New Harlem Besame presents a solo bio-show about the life and career of Sugar Ray Robinson, aka the "King of Harlem."
Performed at the New Harlem Besame restaurant and lounge located on Sugar Ray Robinson Way, this dinner theater production is a one-man biography of the legendary boxer, who was renowned for his litheness, power, and extravagant lifestyle outside the ring. Directed by Woodie King Jr., the play celebrates Robinson's legacy. Dinner is included in the ticket price; drinks are a la carte.
"Reginald L. Wilson exudes warmth, and that helps make a fairly good play quite a bit better...The play is primarily anecdotes and casual storytelling, and would be far less successful if done on a traditional stage...Scenes in which Robinson recalls his mother and where he remembers a conversation with Muhammad Ali are especially touching...While a tighter story line (and some nuance) would be welcome, the structure allows Mr. Wilson to hold the floor with ease."
"As directed by the Federal Theater’s Woodie King Jr., Wilson’s one-man monologue of Robinson’s life shows a different kind of superstar...Wilson portrays Robinson as a man proud of his extraordinary achievements, yet all too aware of his place in society. This illustrated the frustrating thing about Robinson’s life, and the play that depicted it...'Sugar Ray' is a collaboration between some greats of African-American culture."
"Via his outstanding talent, actor Reginald L. Wilson, brought the one-man play alive with considerable verve, wit and humor. I certainly learned more about Sugar Ray's life than I knew formerly, and what an interesting life the charismatic ladies man and thrice-married boxer led. Through his performance, Wilson introduced the diners to the personalities of Joe Louis and Muhammad Ali, and the multiple individuals that Sugar Ray fought in his illustrious career."

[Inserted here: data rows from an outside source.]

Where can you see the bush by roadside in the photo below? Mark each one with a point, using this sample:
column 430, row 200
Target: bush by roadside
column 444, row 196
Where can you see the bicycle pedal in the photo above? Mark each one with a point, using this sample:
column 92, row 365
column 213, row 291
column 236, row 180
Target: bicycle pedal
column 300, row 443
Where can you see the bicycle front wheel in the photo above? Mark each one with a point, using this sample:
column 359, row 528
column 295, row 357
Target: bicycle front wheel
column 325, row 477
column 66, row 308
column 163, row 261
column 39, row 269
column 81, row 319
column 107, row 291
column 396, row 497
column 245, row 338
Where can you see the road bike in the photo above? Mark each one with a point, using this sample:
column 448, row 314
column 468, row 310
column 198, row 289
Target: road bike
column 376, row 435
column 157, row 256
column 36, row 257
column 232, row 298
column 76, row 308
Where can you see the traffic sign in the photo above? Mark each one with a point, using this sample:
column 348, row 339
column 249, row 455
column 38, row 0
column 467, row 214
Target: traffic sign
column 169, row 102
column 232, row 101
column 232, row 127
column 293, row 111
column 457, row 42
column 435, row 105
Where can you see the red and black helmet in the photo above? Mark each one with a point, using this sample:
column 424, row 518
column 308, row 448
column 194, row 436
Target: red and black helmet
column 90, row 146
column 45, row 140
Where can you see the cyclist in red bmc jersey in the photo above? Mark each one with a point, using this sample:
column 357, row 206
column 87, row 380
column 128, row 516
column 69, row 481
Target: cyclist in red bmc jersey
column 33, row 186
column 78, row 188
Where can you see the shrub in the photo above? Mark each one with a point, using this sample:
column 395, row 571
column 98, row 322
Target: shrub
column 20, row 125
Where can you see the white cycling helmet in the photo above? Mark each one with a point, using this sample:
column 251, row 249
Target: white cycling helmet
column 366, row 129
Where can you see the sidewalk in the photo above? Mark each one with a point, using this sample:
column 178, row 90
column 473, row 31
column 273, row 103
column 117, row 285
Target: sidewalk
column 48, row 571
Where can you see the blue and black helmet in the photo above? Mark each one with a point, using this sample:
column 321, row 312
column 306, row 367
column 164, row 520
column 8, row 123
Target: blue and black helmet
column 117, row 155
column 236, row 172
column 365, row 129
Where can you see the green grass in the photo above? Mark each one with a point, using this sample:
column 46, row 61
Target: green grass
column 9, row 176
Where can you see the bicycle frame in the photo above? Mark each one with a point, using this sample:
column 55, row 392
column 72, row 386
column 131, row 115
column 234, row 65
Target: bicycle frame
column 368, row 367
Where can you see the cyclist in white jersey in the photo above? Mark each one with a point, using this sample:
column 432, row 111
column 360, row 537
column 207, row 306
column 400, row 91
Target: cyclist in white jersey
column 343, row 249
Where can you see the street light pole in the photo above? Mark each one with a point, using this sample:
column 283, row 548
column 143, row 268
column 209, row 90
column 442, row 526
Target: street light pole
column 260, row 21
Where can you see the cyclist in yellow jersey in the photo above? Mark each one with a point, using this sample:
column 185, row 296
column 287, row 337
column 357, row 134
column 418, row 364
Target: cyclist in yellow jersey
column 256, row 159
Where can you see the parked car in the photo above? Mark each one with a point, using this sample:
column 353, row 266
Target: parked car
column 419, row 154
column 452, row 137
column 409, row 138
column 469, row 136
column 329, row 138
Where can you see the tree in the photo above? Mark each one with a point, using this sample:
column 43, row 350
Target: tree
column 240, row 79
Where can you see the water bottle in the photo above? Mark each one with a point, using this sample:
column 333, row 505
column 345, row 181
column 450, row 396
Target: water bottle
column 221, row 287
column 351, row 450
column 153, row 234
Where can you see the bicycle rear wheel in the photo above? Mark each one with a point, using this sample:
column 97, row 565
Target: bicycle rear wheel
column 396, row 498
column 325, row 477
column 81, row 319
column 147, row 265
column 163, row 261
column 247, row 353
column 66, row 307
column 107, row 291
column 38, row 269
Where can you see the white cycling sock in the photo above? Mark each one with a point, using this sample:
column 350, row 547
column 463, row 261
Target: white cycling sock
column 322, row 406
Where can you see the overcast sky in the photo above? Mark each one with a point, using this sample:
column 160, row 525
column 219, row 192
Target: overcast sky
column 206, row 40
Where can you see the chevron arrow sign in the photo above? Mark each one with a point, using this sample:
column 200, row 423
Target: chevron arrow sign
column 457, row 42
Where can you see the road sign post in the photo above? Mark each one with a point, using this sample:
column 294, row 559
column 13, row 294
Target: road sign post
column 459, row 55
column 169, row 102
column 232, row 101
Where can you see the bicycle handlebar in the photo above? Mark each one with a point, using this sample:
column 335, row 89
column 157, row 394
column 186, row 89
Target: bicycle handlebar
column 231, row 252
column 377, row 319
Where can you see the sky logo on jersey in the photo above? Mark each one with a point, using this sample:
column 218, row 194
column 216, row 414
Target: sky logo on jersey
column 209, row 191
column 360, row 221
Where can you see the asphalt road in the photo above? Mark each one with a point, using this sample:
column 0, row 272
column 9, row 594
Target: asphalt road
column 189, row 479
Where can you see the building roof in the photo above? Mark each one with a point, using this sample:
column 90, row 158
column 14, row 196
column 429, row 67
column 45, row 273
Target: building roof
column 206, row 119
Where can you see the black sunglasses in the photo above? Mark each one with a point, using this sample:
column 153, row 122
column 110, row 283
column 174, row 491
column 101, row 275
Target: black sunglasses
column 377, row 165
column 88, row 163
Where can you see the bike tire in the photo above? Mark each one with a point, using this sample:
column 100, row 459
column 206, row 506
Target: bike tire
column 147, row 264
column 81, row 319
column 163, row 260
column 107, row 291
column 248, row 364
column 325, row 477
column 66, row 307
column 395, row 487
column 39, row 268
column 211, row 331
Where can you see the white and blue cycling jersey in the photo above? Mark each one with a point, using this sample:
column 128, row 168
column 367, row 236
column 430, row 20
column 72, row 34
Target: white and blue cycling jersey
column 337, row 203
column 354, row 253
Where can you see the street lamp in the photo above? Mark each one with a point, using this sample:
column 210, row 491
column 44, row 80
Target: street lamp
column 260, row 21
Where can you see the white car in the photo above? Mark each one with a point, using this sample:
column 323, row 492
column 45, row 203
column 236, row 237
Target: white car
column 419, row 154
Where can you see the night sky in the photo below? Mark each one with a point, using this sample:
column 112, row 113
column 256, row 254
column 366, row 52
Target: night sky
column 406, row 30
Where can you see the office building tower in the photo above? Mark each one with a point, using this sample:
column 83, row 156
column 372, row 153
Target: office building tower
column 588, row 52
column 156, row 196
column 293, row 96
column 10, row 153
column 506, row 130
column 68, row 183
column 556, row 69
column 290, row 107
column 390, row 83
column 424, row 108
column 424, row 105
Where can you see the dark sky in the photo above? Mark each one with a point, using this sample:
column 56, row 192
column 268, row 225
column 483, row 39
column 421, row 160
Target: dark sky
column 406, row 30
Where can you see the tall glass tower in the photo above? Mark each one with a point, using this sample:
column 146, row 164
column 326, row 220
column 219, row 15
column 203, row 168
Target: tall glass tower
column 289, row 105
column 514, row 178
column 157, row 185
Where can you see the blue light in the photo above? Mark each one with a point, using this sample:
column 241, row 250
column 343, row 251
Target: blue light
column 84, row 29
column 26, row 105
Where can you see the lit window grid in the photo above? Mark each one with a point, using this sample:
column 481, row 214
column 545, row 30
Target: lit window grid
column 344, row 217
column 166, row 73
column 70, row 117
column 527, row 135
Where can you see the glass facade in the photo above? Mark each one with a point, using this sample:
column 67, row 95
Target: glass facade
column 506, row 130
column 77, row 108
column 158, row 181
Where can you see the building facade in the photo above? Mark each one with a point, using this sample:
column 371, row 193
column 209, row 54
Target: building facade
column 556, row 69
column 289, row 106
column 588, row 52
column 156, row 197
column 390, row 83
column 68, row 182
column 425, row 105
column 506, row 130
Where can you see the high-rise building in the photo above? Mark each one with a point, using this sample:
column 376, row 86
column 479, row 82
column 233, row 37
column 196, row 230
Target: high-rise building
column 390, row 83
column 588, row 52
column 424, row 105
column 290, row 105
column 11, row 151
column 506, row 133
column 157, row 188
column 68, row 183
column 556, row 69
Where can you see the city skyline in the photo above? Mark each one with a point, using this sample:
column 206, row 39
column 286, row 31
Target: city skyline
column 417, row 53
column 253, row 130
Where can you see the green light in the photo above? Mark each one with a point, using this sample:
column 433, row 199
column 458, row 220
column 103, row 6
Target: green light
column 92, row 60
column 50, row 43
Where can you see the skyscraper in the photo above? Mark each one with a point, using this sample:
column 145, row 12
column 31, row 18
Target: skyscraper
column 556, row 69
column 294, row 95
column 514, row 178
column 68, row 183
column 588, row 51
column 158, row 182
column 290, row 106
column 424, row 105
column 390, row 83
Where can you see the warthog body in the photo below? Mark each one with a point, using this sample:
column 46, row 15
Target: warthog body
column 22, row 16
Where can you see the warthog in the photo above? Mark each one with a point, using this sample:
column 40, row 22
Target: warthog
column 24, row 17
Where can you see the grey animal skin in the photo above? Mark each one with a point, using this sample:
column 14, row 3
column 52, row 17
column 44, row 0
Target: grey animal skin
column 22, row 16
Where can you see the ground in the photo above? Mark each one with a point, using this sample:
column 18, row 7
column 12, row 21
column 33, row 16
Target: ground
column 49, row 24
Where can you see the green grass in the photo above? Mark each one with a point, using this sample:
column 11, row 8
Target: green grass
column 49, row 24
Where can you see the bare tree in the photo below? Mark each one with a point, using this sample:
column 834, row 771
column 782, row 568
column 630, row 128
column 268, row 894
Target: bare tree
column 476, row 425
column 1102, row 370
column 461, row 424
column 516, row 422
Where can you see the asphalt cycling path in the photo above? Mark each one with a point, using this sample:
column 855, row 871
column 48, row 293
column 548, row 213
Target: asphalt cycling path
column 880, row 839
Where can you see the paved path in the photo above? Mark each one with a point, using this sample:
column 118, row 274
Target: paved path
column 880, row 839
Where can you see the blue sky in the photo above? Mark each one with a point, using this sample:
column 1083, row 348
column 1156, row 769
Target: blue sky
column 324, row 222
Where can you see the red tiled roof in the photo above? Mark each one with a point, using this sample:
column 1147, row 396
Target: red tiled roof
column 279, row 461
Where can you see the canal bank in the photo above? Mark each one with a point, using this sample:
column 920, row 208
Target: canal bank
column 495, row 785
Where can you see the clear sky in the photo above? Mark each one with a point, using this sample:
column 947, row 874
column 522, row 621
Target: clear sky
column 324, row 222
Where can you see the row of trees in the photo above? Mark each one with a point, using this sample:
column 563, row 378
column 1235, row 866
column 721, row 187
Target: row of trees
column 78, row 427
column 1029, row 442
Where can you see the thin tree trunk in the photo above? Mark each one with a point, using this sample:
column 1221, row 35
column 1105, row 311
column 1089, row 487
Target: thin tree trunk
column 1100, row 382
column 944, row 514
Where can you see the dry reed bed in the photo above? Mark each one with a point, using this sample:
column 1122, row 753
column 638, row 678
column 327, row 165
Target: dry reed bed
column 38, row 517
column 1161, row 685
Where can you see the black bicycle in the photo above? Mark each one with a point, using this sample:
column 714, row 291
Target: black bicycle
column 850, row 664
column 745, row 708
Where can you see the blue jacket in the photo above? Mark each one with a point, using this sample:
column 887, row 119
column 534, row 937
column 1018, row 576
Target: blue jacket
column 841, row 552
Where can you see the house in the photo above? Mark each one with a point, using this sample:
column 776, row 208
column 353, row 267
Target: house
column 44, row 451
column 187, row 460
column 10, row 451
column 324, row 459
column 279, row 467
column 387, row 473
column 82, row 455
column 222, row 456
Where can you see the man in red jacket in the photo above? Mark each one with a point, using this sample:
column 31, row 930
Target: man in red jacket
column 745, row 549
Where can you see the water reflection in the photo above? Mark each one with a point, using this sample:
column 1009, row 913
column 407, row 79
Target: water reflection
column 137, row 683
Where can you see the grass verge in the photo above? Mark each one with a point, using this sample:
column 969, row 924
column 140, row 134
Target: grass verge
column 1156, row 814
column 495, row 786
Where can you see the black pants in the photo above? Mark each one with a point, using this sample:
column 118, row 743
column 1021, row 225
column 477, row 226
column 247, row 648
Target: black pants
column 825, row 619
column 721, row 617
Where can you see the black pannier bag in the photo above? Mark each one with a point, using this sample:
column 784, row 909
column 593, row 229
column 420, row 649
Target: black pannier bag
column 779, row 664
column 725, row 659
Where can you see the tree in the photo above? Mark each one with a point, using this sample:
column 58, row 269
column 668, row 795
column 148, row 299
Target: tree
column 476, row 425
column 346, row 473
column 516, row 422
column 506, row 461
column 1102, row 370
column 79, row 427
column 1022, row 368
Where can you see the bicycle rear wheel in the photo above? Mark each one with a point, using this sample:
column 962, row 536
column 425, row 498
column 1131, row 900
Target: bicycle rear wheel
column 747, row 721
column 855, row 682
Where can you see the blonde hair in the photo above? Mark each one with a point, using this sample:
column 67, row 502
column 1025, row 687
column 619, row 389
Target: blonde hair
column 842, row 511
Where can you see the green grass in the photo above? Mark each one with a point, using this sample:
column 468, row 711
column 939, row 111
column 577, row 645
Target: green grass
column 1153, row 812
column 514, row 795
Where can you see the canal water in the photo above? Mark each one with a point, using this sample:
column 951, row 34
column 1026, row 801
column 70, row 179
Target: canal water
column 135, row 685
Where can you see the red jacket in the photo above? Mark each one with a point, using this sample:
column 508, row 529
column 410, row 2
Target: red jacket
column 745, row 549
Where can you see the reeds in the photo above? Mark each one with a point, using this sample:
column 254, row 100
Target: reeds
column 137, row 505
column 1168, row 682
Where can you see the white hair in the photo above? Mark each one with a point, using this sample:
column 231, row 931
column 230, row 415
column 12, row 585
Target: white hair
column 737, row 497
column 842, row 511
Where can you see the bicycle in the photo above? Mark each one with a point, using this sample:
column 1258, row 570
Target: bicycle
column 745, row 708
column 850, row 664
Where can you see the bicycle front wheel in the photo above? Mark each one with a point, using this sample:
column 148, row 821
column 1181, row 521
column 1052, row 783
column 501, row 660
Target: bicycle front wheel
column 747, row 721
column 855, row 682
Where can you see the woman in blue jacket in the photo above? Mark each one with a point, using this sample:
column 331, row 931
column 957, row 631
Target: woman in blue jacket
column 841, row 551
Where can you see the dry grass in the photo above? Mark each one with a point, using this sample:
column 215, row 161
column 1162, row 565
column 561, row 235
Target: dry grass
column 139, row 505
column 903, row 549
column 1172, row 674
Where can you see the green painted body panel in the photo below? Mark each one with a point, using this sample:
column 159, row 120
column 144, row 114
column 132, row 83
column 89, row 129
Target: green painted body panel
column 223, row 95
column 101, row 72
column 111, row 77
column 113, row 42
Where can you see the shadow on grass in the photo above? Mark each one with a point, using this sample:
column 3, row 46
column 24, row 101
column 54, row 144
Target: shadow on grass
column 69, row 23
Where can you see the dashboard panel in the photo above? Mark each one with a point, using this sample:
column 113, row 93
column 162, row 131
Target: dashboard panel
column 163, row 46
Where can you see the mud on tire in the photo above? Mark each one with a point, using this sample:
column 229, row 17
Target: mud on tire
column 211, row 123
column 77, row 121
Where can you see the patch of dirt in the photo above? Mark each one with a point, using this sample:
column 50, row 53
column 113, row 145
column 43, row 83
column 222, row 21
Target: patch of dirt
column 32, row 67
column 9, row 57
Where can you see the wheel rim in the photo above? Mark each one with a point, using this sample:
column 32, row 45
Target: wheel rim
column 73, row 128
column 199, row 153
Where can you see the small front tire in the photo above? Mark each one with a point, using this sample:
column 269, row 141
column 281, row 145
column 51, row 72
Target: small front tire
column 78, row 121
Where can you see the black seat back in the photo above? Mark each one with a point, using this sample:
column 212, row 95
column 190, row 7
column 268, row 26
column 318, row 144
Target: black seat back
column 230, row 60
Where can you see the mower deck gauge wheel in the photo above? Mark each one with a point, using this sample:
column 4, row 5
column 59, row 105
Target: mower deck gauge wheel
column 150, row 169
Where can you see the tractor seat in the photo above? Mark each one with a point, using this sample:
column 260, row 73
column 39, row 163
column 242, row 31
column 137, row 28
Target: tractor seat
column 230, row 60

"The play is primarily casual storytelling, recounting the boxer’s tempestuous teenage years, his womanizing, his three marriages, his major bouts, his retirement and his eventual comeback...Wilson’s 'stage' is the entire dining room. Amid the tables and aisles, he occasionally ad-libs in response to audience members, refills diners’ water glasses, and comments on the black and white fight films that are projected onto a screen...Mr. Wilson embodies Robinson admirably."